Com isso, o que se percebe, no caso da cidade de Goiás é que

essas modificações, surgem assim, com a aplicação de elementos das arquiteturas neoclássica e eclética nas fachadas das residências, sem, contudo, interferir na estrutura ou na organização interna desses edifícios. Aparecem então, em um primeiro momento, fachadas que se utilizam das platibandas, eliminando os beirais e sendo coroadas com pinhas e com vasos de louça colocados de forma a dar continuidade às falsas pilastras que passam a dividir, na vertical, as fachadas coloniais dos antigos edifícios, sem a presença de qualquer elemento decorativo ou em relevo. A utilização da cal nas fachadas, passa a ser substituída pela utilização de cores suaves, como o amarelo, o rosa, e o azul claro (Coelho, 2000, p. 53).
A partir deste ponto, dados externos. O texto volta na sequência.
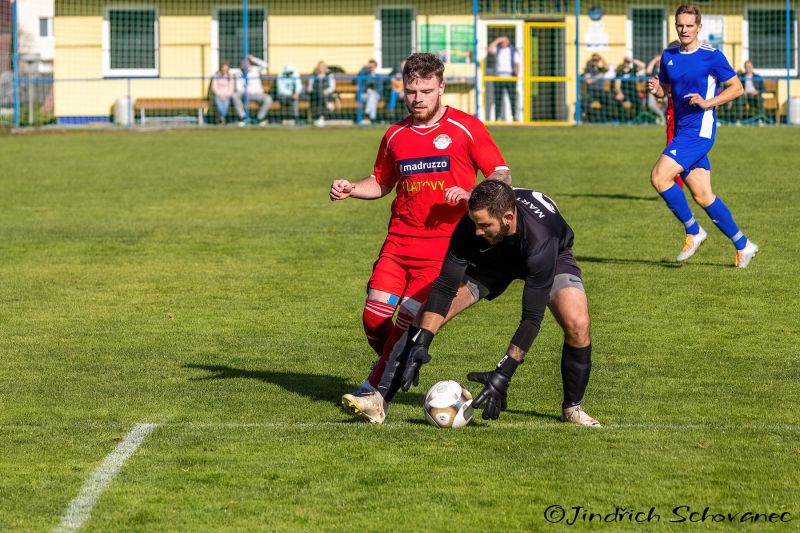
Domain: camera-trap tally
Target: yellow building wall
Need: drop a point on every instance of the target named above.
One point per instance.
(346, 40)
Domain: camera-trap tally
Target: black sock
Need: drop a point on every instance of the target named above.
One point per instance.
(576, 364)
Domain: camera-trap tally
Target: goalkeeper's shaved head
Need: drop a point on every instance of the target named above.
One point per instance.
(494, 196)
(422, 65)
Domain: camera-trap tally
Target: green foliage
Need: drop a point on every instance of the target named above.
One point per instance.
(202, 280)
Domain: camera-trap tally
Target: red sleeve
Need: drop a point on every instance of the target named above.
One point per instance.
(385, 170)
(483, 150)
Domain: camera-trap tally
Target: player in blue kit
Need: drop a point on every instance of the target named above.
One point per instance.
(691, 72)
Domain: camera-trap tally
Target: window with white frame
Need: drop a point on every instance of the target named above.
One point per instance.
(229, 34)
(45, 27)
(130, 42)
(648, 25)
(765, 37)
(453, 43)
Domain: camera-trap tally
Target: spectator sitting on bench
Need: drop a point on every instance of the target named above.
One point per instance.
(222, 86)
(321, 86)
(751, 99)
(625, 92)
(254, 67)
(288, 89)
(397, 92)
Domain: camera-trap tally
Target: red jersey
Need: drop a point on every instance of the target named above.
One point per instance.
(671, 132)
(424, 161)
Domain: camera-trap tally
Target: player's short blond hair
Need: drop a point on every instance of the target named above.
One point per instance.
(689, 9)
(422, 65)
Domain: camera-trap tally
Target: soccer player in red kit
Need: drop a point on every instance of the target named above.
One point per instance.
(671, 132)
(431, 159)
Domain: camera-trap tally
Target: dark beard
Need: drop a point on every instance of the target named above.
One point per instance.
(427, 116)
(501, 235)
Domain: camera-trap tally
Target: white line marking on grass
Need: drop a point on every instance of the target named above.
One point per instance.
(528, 425)
(80, 509)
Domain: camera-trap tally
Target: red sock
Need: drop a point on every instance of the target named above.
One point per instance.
(403, 321)
(377, 319)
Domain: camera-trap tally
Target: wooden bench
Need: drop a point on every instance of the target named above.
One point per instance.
(180, 105)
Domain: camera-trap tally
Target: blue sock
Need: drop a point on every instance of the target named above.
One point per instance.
(677, 203)
(720, 215)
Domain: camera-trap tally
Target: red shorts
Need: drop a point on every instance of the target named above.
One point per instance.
(408, 266)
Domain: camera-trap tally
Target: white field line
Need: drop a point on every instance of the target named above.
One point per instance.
(532, 425)
(80, 509)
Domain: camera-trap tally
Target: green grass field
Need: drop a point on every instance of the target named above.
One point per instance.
(202, 281)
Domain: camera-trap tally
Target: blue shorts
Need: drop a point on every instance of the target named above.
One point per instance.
(690, 152)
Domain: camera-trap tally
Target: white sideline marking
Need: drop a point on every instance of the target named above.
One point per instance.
(528, 425)
(80, 509)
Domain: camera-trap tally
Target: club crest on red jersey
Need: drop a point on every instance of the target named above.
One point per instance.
(442, 141)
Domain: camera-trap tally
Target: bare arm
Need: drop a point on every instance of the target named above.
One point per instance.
(656, 88)
(366, 189)
(733, 89)
(258, 62)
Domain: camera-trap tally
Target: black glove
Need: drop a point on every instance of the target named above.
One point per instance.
(494, 393)
(417, 348)
(417, 356)
(495, 388)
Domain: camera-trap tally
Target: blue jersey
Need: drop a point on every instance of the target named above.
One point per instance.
(700, 71)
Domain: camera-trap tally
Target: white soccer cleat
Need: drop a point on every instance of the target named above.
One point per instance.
(368, 406)
(691, 244)
(576, 415)
(745, 255)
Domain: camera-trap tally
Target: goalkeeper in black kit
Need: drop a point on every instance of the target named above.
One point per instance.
(507, 234)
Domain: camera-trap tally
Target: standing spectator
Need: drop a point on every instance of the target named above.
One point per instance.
(321, 86)
(625, 92)
(430, 159)
(254, 67)
(289, 88)
(506, 64)
(372, 87)
(594, 74)
(396, 82)
(753, 87)
(692, 72)
(222, 86)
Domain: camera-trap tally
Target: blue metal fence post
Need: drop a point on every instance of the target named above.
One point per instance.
(15, 38)
(246, 50)
(475, 56)
(129, 103)
(577, 62)
(788, 67)
(360, 108)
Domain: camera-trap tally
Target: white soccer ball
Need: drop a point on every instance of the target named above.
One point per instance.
(448, 404)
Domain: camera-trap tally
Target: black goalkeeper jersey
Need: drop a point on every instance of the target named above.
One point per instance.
(531, 254)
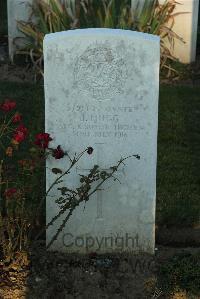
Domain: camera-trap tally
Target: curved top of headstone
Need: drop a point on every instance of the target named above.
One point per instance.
(104, 32)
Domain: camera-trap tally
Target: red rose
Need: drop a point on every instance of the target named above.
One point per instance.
(58, 153)
(16, 118)
(20, 133)
(42, 140)
(9, 192)
(90, 150)
(8, 105)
Em Ipameri, a partir de 1920, e até meados da década de 1930, uma infinidade de projetos arquitetônicos para edifícios residenciais vai ser desenvolvidos, apresentando um interessante repertório decorativo próprio da arquitetura eclética. Dentre eles, sobressaem-se as residências de Ataliba Bernardino, Olyntho Ribeiro, Albano Carvalho e Hormisdas de Carvalho.Para os edifícios comerciais, destacam-se os projetos desenvolvidos para Domingos Gomes, José Maltez, Bevinhati Salgado e Elias Miguel.
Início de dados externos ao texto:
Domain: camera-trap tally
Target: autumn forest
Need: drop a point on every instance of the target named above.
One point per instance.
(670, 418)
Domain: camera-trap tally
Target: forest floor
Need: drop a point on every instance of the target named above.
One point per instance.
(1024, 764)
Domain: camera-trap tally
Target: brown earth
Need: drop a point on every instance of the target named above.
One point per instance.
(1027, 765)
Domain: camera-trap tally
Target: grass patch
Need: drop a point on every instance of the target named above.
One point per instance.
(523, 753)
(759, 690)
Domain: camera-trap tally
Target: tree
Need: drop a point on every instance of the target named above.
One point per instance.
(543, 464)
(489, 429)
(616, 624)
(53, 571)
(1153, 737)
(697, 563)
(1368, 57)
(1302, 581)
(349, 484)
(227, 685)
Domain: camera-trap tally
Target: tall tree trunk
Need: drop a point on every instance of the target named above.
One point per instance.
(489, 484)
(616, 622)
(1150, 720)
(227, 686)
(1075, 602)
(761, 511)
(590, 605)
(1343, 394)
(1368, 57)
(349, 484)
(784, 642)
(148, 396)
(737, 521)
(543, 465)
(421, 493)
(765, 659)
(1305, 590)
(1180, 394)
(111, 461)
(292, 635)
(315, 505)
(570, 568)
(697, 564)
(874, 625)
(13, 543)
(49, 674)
A residência de Hormisdas de Carvalho em Ipameri

O edifício residencial projetado, em 1924, por Waldemar Leone Ceva para o Sr. Hormisdas de Carvalho
Projeto de Waldemar Leone Ceva para o Sr. Hormisdas de Carvalho
 Apresenta todas as características de modernidade próprios do período, na região da estrada de ferro, em especial, na cidade de Ipameri.
Apresenta, como todos os edifícios dessa época, a cobertura, utilizando telha francesa, parcialmente escondida por uma platibanda decorada, dividida, como a fachada, em duas partes, apresentando cada uma delas, um desenho, definição de linhas e acabamento diferenciados. A parte da fachada correspondente ao escritório, se apresenta de certa forma mais sóbria que a outra, utilizando linhas retas no acabamento, o que é quebrado apenas pela forma circular que envolve a janela e os detalhes art nouveau da mesma. A parte correspondente à sala de visitas diferencia-se pelo excesso decorativo que vai da platibanda, na parte mais alta à janela gradeada do porão, que aparece aí em meio arco, contrastando com a forma retangular daquela correspondente ao escritório.
Aqui, já não aparece mais a porta de acesso, abrindo-se diretamente para a rua, mas para um jardim lateral, existindo como elemento intermediário, um alpendre, também lateral, estruturado em ferro fundido, decorado, cujo piso é revestido com ladrilho hidráulico.
A parte considerada nobre da residência, apresenta piso em madeira com detalhes no contorno, o que é indicado no desenho do projeto. Já as áreas correspondentes à cozinha, ao banheiro e despensa, por não apresentarem indicação do material a ser utilizado, levam à conclusão de que seria aí utilizado o cimento queimado simples.

Apesar de ainda se encontrar implantada no limite frontal do terreno, são largos os afastamentos laterais, sendo um deles, como já foi dito, utilizado para a implantação de um jardim, separado da via pública por uma pequena mureta com grade, o que facilita sua visualização por quem passa pela rua. O outro, fechado por muro alto, apresenta um portão largo, de madeira, utilizado provavelmente para acesso de serviço.